By Catherine E. Shoichet, CNN
April 4, 2012 -- Updated 0523 GMT (1323 HKT)
Former FARC hostage Robinson Salcedo Guarin has two birds on his shoulders upon arriving in Villavicencio, Colombia, Monday.
Former FARC hostage Robinson Salcedo Guarin has two birds on his shoulders upon arriving in Villavicencio, Colombia, Monday.
STORY HIGHLIGHTS
  • A police sergeant held hostage recounts how he cared for a peccary in the jungle
  • The sister of another freed hostage cradles an animal he brought with him
  • The wild animals became pets that offered comfort under harsh conditions
  • Rebels released the hostages -- and their pets -- on Monday

(CNN) -- A man wearing military fatigues walked with two bright green parrots perched on his shoulder. A peccary trotted behind a police sergeant.

The men were among 10 hostages Colombian rebels released this week after imprisoning them for more than a decade. The wild animals became pets that offered comfort under harsh conditions in jungle camps.

"In this situation, there are many things that help someone relax and pass the time, without counting days and counting years," Sgt. Jose Libardo Forero told reporters Tuesday, as the former hostages publicly discussed details of their captivity for the first time.

Libardo, who had been held by the Revolutionary Armed Forces of Colombia rebels since 1999, said he took in the peccary when the wild, pig-like animal was only two days old. He said he used a syringe to feed it milk and named it Josepo.

The police sergeant pointed to a scar on his forehead where the peccary bit him.

"They are aggressive. They are savage. But I trained him and he doesn't bite anymore. ... I took care of him," Libardo said.

Cameras captured Libardo and other former hostages with the animals on the way to meet their families at an airport in central Colombia, the first stop after the rebels handed over the group to a Red Cross-led team Monday.

Colombia hostages released

Olga Lucia Rojas cradled a kinkajou in her arms as she spoke with CNN affiliate Caracol TV. She said her brother, former hostage Wilson Rojas, brought the tiny animal with him.

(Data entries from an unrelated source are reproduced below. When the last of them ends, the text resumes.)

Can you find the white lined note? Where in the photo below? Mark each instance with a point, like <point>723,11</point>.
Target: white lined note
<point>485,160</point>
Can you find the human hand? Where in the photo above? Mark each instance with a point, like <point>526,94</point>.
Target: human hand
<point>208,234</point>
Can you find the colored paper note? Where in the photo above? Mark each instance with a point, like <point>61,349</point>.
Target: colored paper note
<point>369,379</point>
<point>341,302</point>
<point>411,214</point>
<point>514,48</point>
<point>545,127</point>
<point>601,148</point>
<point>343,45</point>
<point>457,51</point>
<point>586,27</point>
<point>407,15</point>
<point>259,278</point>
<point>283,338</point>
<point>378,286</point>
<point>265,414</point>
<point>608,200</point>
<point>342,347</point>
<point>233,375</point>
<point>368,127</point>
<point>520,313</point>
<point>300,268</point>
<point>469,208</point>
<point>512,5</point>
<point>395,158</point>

They must have gone through very painful, difficult moments together
Rodrigo Cordoba, former president of the Colombian Association of Psychiatry

"His name is Rango. He adopted it in the jungle. He told us it was his companion. They wouldn't separate for any reason," she said.

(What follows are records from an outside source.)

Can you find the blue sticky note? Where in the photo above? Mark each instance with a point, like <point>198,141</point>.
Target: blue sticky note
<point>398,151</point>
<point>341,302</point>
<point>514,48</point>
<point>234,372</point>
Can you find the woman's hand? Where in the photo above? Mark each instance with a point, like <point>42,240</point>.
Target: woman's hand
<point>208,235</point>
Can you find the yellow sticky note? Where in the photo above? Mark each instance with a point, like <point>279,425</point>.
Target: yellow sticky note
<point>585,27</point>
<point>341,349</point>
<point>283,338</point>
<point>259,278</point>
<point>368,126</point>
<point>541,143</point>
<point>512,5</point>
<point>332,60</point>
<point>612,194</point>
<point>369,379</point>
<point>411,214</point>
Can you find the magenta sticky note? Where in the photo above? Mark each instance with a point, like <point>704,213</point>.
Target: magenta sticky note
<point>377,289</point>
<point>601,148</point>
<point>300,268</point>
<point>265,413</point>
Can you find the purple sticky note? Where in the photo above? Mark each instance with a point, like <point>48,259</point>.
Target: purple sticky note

Rodrigo Cordoba, former president of the Colombian Association of Psychiatry, told Caracol he was struck by how calm the animals seemed in videos of the freed hostages.

"It shows they've formed a relationship. ... They must have gone through very painful, difficult moments together," he said.

Speaking to reporters at a press conference Tuesday, the hostages described an escape attempt, a lightning strike that killed a rebel guarding them and fearing for their lives.

They said they were grateful to the team who negotiated their release. One noted that more must be done to fight the rebels.

"The guerrillas are weakened. They have problems, but they are not defeated," former hostage Cesar Augusto Lasso said, according to Caracol.

The leftist Revolutionary Armed Forces of Colombia, known as the FARC, have been at war with the Colombian government since the 1960s.

Kidnapping government forces and civilians has been a key strategy of the rebel group.

Dramatic rescues, escapes and hostage handovers have revealed harsh conditions in jungle camps, including stories of prisoners chained to trees, grueling marches between hideouts, torrential rain and blistering sun.

While severely weakened in recent years, the rebels have continued to carry out kidnappings and attack security forces.

The FARC announced plans to release the 10 military and police hostages in February and said it would stop kidnapping civilians for money.

The rebels did not address the fate of its civilian captives then, nor did it renounce kidnapping for political purposes.

Hundreds of civilians remain prisoners of the guerrilla group throughout Colombia, according to the nonprofit Free Country Foundation.